Также и в «Жизни насекомых» Виктора Пелевина («Знамя», 1993, № 4), как вообще в его лучших вещах, «условия человеческого существования», перенесенные в неожиданную среду, приобретают особую, щемящую обнаженность. Пелевин любит пофилософствовать этак по-буддийски о том, как хорошо бы слезть с поезда жизни («Желтая стрела» // «Новый мир». 1993. № 7), выпасть из колеса сансары, избавиться от индивидуального бытия, но достоинство его подлинно философской фантастики как раз не в философствовании, отягощенном симптомами знакомой нам интоксикации, а в замечательном даре воображения, который позволяет по-всякому экспериментировать с человеческой подноготной, выведывая ее секреты и вместе с тем не разрушая трепетный экспериментальный материал.
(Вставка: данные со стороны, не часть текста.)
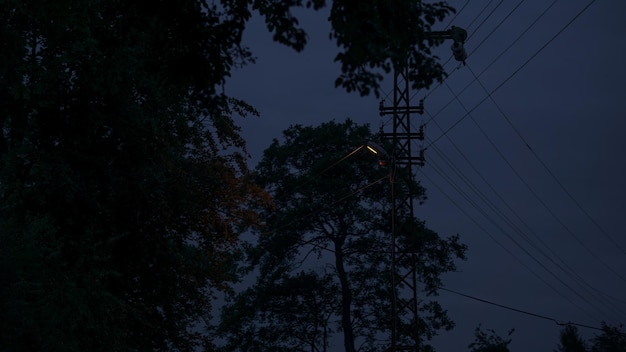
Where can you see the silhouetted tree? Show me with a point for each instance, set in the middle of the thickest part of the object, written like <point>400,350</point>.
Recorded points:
<point>571,341</point>
<point>123,183</point>
<point>490,341</point>
<point>332,222</point>
<point>612,339</point>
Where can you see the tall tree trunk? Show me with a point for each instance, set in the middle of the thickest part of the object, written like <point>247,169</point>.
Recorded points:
<point>346,299</point>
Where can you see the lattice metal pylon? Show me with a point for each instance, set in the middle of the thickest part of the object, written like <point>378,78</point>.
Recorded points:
<point>404,263</point>
<point>404,303</point>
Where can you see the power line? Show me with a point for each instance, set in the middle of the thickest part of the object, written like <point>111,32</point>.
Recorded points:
<point>493,238</point>
<point>532,191</point>
<point>514,72</point>
<point>532,24</point>
<point>543,164</point>
<point>496,210</point>
<point>557,322</point>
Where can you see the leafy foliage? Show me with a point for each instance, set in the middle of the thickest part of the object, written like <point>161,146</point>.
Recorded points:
<point>123,178</point>
<point>123,183</point>
<point>612,339</point>
<point>490,341</point>
<point>570,340</point>
<point>331,223</point>
<point>377,37</point>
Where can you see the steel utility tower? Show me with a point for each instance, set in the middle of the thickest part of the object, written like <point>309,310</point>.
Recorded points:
<point>405,326</point>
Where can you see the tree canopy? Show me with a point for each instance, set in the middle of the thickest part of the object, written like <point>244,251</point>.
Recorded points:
<point>123,177</point>
<point>328,239</point>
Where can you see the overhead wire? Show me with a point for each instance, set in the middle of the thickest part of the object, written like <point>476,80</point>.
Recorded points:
<point>536,315</point>
<point>548,170</point>
<point>492,237</point>
<point>552,255</point>
<point>499,213</point>
<point>513,43</point>
<point>515,71</point>
<point>532,191</point>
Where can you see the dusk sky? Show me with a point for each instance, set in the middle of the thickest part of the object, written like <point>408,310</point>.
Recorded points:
<point>532,178</point>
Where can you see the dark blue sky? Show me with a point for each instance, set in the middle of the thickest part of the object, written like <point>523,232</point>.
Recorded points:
<point>568,104</point>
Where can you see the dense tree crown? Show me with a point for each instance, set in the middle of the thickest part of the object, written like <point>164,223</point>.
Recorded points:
<point>123,179</point>
<point>323,260</point>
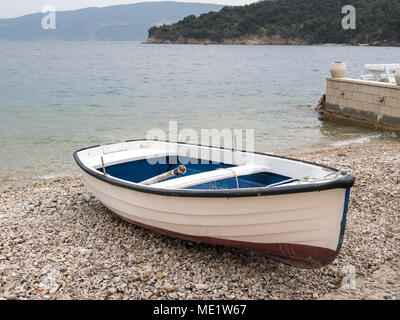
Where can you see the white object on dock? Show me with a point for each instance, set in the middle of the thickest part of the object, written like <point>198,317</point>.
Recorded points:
<point>380,72</point>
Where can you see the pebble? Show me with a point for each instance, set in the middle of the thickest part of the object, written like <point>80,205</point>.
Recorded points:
<point>78,249</point>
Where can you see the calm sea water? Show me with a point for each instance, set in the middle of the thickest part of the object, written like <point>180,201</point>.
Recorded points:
<point>57,97</point>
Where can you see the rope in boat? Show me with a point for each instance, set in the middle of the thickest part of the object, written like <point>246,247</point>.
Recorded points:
<point>235,175</point>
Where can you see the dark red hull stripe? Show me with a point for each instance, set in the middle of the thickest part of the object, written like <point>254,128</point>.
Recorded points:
<point>298,255</point>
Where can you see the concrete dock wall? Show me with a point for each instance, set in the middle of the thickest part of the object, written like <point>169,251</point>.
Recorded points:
<point>376,103</point>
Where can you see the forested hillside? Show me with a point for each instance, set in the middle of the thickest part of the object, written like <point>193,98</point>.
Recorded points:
<point>288,21</point>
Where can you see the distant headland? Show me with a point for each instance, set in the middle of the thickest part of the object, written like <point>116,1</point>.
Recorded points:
<point>297,22</point>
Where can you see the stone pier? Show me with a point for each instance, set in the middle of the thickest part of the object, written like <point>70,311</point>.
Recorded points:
<point>368,102</point>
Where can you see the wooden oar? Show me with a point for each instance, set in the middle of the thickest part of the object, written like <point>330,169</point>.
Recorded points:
<point>164,176</point>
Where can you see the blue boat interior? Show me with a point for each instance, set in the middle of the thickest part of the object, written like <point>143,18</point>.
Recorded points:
<point>140,170</point>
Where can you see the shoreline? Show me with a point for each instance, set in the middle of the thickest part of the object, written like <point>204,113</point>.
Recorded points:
<point>58,242</point>
<point>263,41</point>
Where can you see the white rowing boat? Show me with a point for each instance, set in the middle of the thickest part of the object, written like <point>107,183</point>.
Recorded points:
<point>291,210</point>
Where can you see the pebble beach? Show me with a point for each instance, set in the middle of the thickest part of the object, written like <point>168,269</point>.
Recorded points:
<point>58,242</point>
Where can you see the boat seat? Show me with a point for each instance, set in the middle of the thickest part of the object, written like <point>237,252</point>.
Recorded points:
<point>210,176</point>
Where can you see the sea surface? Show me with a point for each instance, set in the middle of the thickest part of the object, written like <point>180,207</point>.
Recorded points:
<point>57,97</point>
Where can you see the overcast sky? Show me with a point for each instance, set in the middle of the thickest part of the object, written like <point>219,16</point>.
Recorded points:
<point>16,8</point>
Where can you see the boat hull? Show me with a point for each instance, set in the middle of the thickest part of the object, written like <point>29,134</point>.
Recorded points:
<point>302,229</point>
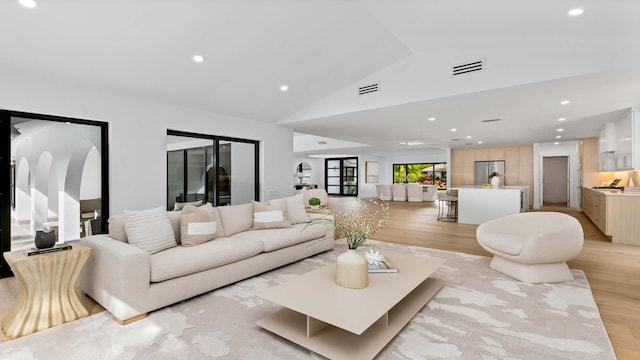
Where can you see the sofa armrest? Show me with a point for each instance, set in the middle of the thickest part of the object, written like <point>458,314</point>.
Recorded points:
<point>117,276</point>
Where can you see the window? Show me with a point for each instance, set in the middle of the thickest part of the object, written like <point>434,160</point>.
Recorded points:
<point>341,176</point>
<point>210,168</point>
<point>424,173</point>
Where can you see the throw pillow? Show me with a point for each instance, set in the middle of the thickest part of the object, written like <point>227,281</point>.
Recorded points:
<point>149,230</point>
<point>270,215</point>
<point>198,225</point>
<point>178,206</point>
<point>236,218</point>
<point>116,228</point>
<point>296,211</point>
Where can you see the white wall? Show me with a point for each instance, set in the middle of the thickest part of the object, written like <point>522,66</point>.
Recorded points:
<point>137,135</point>
<point>564,148</point>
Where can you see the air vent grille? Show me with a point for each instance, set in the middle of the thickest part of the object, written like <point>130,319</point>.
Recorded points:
<point>474,66</point>
<point>368,89</point>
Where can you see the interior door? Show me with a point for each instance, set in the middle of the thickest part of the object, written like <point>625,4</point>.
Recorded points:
<point>555,180</point>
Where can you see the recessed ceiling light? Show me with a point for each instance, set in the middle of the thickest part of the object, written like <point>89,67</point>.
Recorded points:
<point>412,143</point>
<point>28,3</point>
<point>576,12</point>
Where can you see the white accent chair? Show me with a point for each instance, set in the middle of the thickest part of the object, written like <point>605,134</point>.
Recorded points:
<point>399,192</point>
<point>414,193</point>
<point>431,194</point>
<point>533,246</point>
<point>385,192</point>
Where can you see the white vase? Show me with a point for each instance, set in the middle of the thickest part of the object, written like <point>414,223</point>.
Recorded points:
<point>351,270</point>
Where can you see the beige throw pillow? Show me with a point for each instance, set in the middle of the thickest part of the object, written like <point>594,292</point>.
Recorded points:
<point>116,228</point>
<point>149,230</point>
<point>296,210</point>
<point>198,225</point>
<point>270,215</point>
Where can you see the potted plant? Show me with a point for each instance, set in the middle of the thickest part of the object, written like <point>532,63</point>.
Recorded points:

Небольшой рассказ «Онтология детства» (в книге Пелевина «Синий фонарь». М., 1991) – им мог бы гордиться и Борхес – рождается из маломощной как будто метафоры: земная жизнь – тюрьма; [305] но постепенное осознание этого экзистенциального факта пожизненным узником, который в первом детстве радуется играм на нарах, и беготне по тюремным коридорам, и лучу солнца, проникшему в оконную щель, всему сверкающему разнообразию скудной жизни, по мере взросления меркнущей и обращающейся в унылое однообразие темничных стен и тюремного двора, – это постепенное прозрение, равное умиранию, настолько совпадает с внутренним опытом каждого, что само по себе воспринимается как открытие, независимо от пессимистического итога, каковой может быть и оспорен.